Location: Piața Mare / Grand Square, Sibiu
Duration: 20.07 – 30.09.2023
Opening: Brukenthal Palace, 20.07.2023, 6:00 pm
Partner: Sibiu City Hall
Curators: Dana Roxana Hrib, Alexandru Constantin Chituță
Graphics: Chris Balthes
The exhibition is part of a project co-financed by the Administration of the National Cultural Fund
In the tenth edition of his work Systema Naturae, the Swedish taxonomist Carl Linnaeus (1707 – 1778) divided the human species into four systematic categories, according to color: European white, American red, Asiatic yellow, and African black; to these he added the category “monstrous” for wild and monstrous people, unknown groups, and more or less abnormal individuals. Obviously, the content of the fifth category related to what Linnaeus considered to be known, civilized and specific to the culture from which he came and which he considered normative.
The exhibition presents a brief history of discrimination on skin color criterion, illustrated by works of European painting from the 16th to the 18th c., an approach showing us that ignorance determined at least as many abuses as political and economic instrumentalization, induced by colonial systems. It is important to understand this pattern of thinking because, between the ruling classes – generators of ideology and ordinary people – mostly indifferent or lacking in knowledge, art constituted the intermediate stage of the institutionalization of racism, during several centuries.
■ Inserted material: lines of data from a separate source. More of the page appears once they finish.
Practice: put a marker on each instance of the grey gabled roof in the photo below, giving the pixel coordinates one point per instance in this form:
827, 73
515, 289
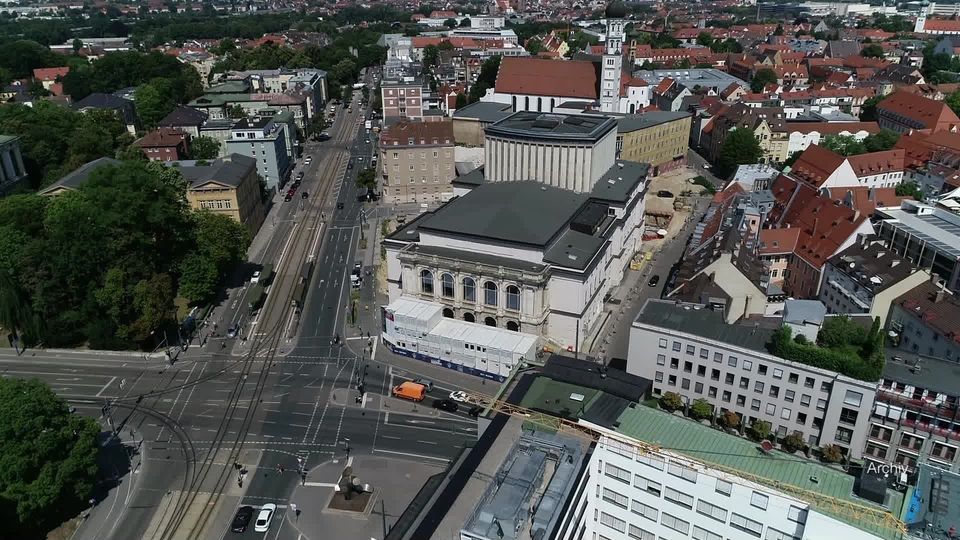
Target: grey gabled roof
526, 212
80, 175
229, 171
183, 116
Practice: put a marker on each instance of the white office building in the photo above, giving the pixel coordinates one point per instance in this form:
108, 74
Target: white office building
708, 485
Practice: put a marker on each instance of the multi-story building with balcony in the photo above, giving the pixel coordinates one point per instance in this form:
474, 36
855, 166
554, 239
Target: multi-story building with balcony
417, 162
689, 349
402, 98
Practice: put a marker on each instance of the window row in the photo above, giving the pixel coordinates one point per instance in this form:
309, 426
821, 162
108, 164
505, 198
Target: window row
469, 290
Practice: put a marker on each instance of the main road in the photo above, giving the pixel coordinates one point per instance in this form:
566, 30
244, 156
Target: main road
280, 395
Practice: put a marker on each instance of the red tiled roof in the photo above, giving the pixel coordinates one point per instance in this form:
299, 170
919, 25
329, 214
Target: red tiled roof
50, 74
877, 162
941, 25
925, 111
535, 76
815, 165
777, 241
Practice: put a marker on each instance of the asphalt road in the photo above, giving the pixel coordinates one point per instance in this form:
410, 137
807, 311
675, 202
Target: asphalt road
306, 409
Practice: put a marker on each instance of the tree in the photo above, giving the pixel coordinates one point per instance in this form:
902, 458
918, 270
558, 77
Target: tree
793, 443
953, 101
909, 189
367, 178
671, 401
845, 145
236, 111
759, 430
48, 458
701, 409
729, 420
204, 148
872, 50
739, 148
762, 78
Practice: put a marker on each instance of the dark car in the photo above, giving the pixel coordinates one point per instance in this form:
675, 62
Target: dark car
242, 519
448, 405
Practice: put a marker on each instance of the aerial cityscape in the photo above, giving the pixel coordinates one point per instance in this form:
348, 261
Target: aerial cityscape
479, 270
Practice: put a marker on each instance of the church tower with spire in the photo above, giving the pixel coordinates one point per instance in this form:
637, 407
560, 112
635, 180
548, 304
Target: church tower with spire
612, 63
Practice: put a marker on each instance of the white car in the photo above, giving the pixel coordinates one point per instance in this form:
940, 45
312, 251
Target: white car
265, 517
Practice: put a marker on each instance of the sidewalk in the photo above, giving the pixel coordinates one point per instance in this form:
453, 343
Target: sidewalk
394, 484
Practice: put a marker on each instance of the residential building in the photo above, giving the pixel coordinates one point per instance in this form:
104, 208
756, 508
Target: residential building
74, 179
691, 350
185, 119
566, 151
924, 236
417, 161
823, 168
51, 78
402, 99
659, 138
12, 172
826, 227
656, 475
866, 278
228, 186
470, 122
165, 144
924, 321
123, 107
905, 112
491, 255
264, 140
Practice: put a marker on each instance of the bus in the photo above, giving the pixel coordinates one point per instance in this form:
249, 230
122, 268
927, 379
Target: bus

The 16 panels present the beginnings of race ideology from ancient ethnocentrism to the concept of blood purity and the condition of non-European, the doctrine of discoveries, ethnographic exhibitions or human zoos, the justification of the segregation of whole peoples or ethnic groups, based on pseudo-scientific theories about the color of the epidermis; you can also learn more about what colorism means and little-known practices such as the test of wrapping paper whose color determined the separation of slaves for domestic work from those sent to agricultural work or the toxic practices of skin whitening.